DataWorks Plus is one of the biggest resellers of facial recognition technology to US police departments. It has facial recognition contracts with police in Detroit, Chicago, New York City, Santa Barbara, South Carolina, Pennsylvania, and Maryland. Although it doesn’t build the algorithms itself, the company sells access to tools built by other low-profile firms like NEC, Rank One Computing, and Cognitech.

“The landscape is a little hard to get a very clear sense for because these companies are rebranded and bought and sold very, very frequently,” said Clare Garvie, who researches police use of facial recognition at Georgetown Law School’s Center on Privacy & Technology. In 2016, she published a report estimating that at least one in four US state and local law enforcement agencies have access to facial recognition.

The tools they build are similarly opaque. Most of the information that is publicly available about their accuracy—and how their performance varies across demographic groups—comes from the US National Institute of Standards and Technology, which asks facial recognition firms to submit their models to be tested and ranked against one another. NEC and Rank One Computing both participated in 2018, when NIST found that the algorithms it tested were collectively less accurate for women and people of color.

But participation is voluntary, and the results of the NIST test aren’t a perfect indicator of an algorithm’s performance. “We don’t know which version [of the algorithm] is being deployed [by police] at any given time and whether that’s the one that was tested by NIST,” said Garvie. “It may actually be a different tool even though the provider is the same.”

The rules governing police use facial recognition are also difficult to parse, and open to individual officers’ interpretation. In Williams’ case, officers circumvented a policy designed to prevent an arrest like his from happening.

Detroit police policy explicitly forbids officers from making arrests based solely on facial recognition matches. But after the DataWorks Plus program identified Williams, the officers put his picture in a photo array and presented it to a store security guard, who did not witness the theft and had only seen the same grainy surveillance footage the police had. The guard picked Williams out of the lineup. That was enough for an arrest warrant.

“Many of these facial recognition systems are not audited, meaning that nobody’s checking to see if they’re being used in compliance with any existing policy,” said Garvie. “If nobody bothers to check whether or not it’s followed, it’s as if the policy doesn’t exist.” There’s other evidence to suggest the Detroit Police Department doesn’t always follow its own polices: Department statistics show that it used facial recognition to investigate crimes like arson and threats against police—after it laid out a rule limiting the technology’s use to violent crimes and home invasions.

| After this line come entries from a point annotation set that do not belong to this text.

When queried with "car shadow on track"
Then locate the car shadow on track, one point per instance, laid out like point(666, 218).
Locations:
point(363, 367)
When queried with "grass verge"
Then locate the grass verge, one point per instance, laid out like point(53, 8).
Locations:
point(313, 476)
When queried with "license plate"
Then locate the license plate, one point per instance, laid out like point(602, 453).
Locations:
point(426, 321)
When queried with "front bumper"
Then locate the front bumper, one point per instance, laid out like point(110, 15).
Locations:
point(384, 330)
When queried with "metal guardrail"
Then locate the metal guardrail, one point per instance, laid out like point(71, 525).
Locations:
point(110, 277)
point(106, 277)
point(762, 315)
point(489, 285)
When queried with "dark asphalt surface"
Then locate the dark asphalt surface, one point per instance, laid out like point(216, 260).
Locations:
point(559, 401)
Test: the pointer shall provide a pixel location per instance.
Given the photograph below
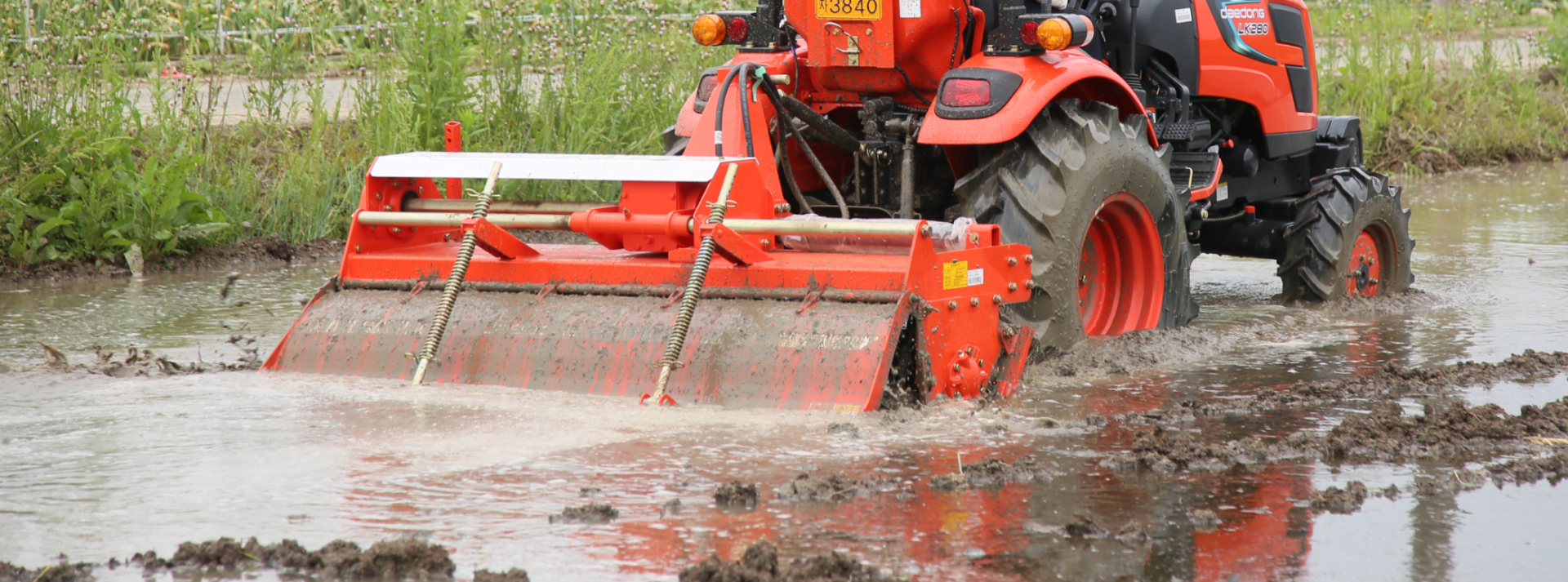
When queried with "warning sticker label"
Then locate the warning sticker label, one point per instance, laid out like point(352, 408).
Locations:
point(956, 275)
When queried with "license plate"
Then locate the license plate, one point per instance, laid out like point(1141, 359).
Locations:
point(850, 10)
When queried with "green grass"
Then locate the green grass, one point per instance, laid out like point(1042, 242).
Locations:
point(1423, 110)
point(83, 175)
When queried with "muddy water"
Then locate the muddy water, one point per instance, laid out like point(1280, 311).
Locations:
point(102, 468)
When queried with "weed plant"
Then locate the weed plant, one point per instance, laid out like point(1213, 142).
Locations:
point(1443, 87)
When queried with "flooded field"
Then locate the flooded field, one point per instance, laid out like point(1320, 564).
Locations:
point(98, 466)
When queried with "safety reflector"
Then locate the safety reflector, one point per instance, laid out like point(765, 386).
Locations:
point(966, 93)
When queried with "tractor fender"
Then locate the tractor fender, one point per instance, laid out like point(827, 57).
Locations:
point(1058, 74)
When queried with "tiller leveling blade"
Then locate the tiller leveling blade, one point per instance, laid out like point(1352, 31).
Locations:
point(775, 327)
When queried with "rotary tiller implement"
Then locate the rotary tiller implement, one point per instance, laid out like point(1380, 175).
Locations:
point(773, 328)
point(1084, 153)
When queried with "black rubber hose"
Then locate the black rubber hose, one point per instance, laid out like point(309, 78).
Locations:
point(719, 113)
point(745, 110)
point(804, 148)
point(825, 127)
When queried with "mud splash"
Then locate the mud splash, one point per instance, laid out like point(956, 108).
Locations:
point(132, 361)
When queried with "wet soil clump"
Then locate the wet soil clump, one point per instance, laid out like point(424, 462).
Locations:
point(1392, 380)
point(516, 575)
point(1170, 449)
point(591, 513)
point(390, 559)
point(761, 563)
point(1443, 430)
point(990, 474)
point(1530, 469)
point(1334, 500)
point(61, 571)
point(830, 488)
point(132, 361)
point(270, 250)
point(736, 495)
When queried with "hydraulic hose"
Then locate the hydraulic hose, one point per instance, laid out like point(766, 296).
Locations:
point(692, 294)
point(449, 294)
point(778, 102)
point(830, 131)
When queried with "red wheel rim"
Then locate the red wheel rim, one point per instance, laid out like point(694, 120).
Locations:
point(1366, 265)
point(1121, 270)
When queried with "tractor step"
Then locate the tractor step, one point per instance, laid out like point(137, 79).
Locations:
point(1194, 170)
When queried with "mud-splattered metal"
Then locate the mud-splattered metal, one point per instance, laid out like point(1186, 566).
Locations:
point(777, 328)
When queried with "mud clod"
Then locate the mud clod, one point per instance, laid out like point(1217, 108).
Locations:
point(591, 513)
point(761, 563)
point(391, 559)
point(1532, 469)
point(1441, 430)
point(736, 495)
point(844, 429)
point(61, 571)
point(830, 488)
point(516, 575)
point(1167, 449)
point(991, 473)
point(1205, 520)
point(1334, 500)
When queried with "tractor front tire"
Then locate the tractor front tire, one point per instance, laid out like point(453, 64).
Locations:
point(1351, 238)
point(1090, 197)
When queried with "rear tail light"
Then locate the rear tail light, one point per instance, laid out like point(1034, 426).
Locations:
point(709, 30)
point(1063, 32)
point(737, 30)
point(705, 88)
point(966, 93)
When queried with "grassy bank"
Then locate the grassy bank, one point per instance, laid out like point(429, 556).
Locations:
point(85, 173)
point(1441, 88)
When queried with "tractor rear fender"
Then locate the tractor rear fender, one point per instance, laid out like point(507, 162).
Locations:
point(1058, 74)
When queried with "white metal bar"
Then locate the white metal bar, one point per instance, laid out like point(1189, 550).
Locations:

Aside from these internal department policies, there are almost no laws governing police use of facial recognition. Police can legally run searches on low-quality photos, as in Williams’ case, as well as forensic sketches and even celebrity lookalikes. Garvie said legislators have heard the calls for regulation and that there has been “a lot of movement” both from lawmakers and lobbyists to craft federal legislation. The industry has thrown its support behind uniform national regulation, which is easier to comply with than mismatched local rules.

DataWorks Plus and NEC didn’t respond to requests for comment, but Rank One CEO Brendan Klare wrote in an email that the Detroit Police Department’s use of his facial recognition algorithm in the Williams case “goes against established industry standard best practices, and Rank One unreservedly opposes any misuse of face recognition technology including where a candidate match serves as the source of probable cause for an arrest.” He said he would “continue to work with legislative groups that seek regulation from the US Congress on the use of face recognition by law enforcement.”

“I suspect that anything we see at the federal level is likely to be less stringent than state and local rules,” Garvie said, referring to outright bans enacted in cities like San Francisco and Boston. “Anything short of a ban is going to be more favorable to companies’ ability to continue selling this technology.”